The most obvious point is not to promise a wrenching overhaul of the economy when it shows no signs of needing such an overhaul. There are plenty of serious long-term risks to our prosperity, including a declining birthrate, national debt north of $23 trillion, the erosion of the global free-trade consensusthreats to the political independence of the Federal Reserve, and the popularization of preposterous economic notions such as Modern Monetary Theory.

But anyone who thinks blowout government spending, partly financed by an unconstitutional and ineffective wealth tax, is going to be an electoral winner should look at the fate of Britain’s hapless Jeremy Corbyn.

What would work? Smart infrastructure spending. New taxes on carbon offset by tax cuts on income and saving. Modest increases in taxes on the wealthy matched to the promise of a balanced budget.

What these proposals lack in progressive ambition, they make up in political plausibility and the inherent appeal of modesty. They also defeat Trump’s most potent re-election argument, which is that, no matter who opposes him, he’s running against the crazy left.

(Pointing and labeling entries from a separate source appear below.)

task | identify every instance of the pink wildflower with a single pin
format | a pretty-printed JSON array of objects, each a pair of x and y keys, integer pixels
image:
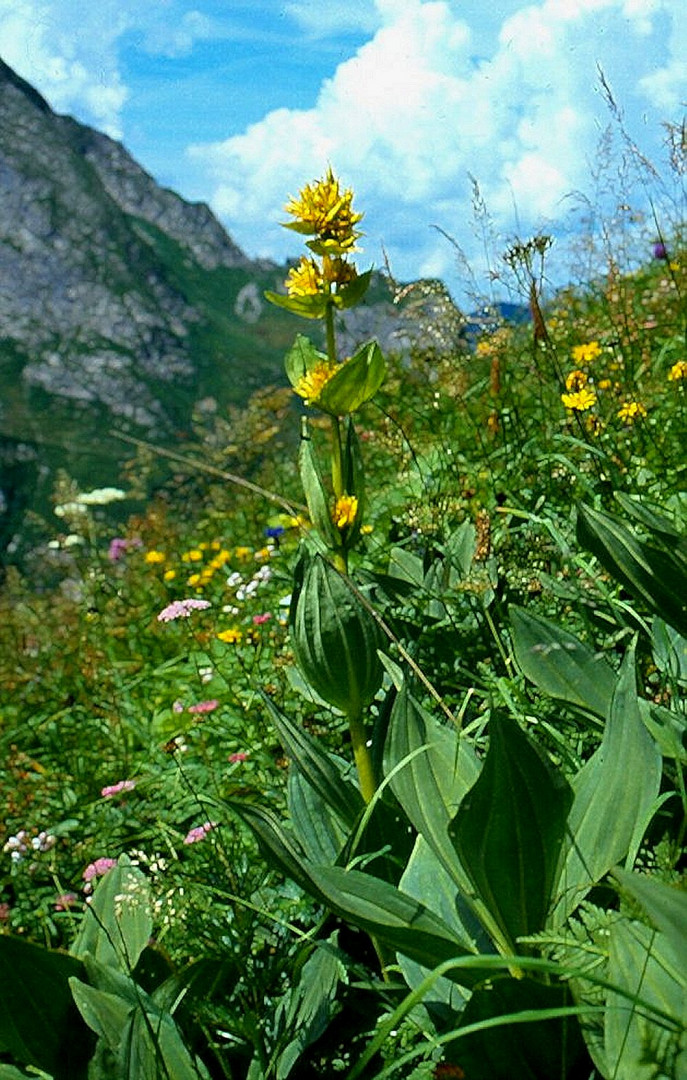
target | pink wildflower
[
  {"x": 121, "y": 785},
  {"x": 182, "y": 609},
  {"x": 98, "y": 868},
  {"x": 203, "y": 706},
  {"x": 65, "y": 901},
  {"x": 200, "y": 832}
]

Hence the second point. Too much of today’s left is too busy pointing out the ugliness of the Trumpian right to notice its own ugliness: its censoriousness, nastiness and complacent self-righteousness. But millions of ordinary Americans see it, and they won’t vote for a candidate who emboldens and empowers woke culture. The Democrat who breaks with that culture, as Clinton did in 1992 over Sister Souljah and Obama did in October over “cancel culture,” is the one likeliest to beat Trump.

Finally, the winning Democrat will need to make Trump’s presidency seem insignificant rather than monumental — an unsightly pimple on our long republican experiment, not a fatal cancer within it. Mike Bloomberg has the financial wherewithal to make Trump’s wealth seem nearly trivial. Joe Biden has the life experience to make Trump’s attacks seem petty. Pete Buttigieg and Amy Klobuchar have the rhetorical skills to turn Trump’s taunts against him.

As with most bullies, the key to beating Trump is to treat him as the nonentity he fundamentally is. Wouldn’t it be something if his political opponents and obsessed media critics resolved, for 2020, to talk about him a little less and past him a lot more?

When your goal is to wash your hands of something bad, you don’t need a sword. Soap will do.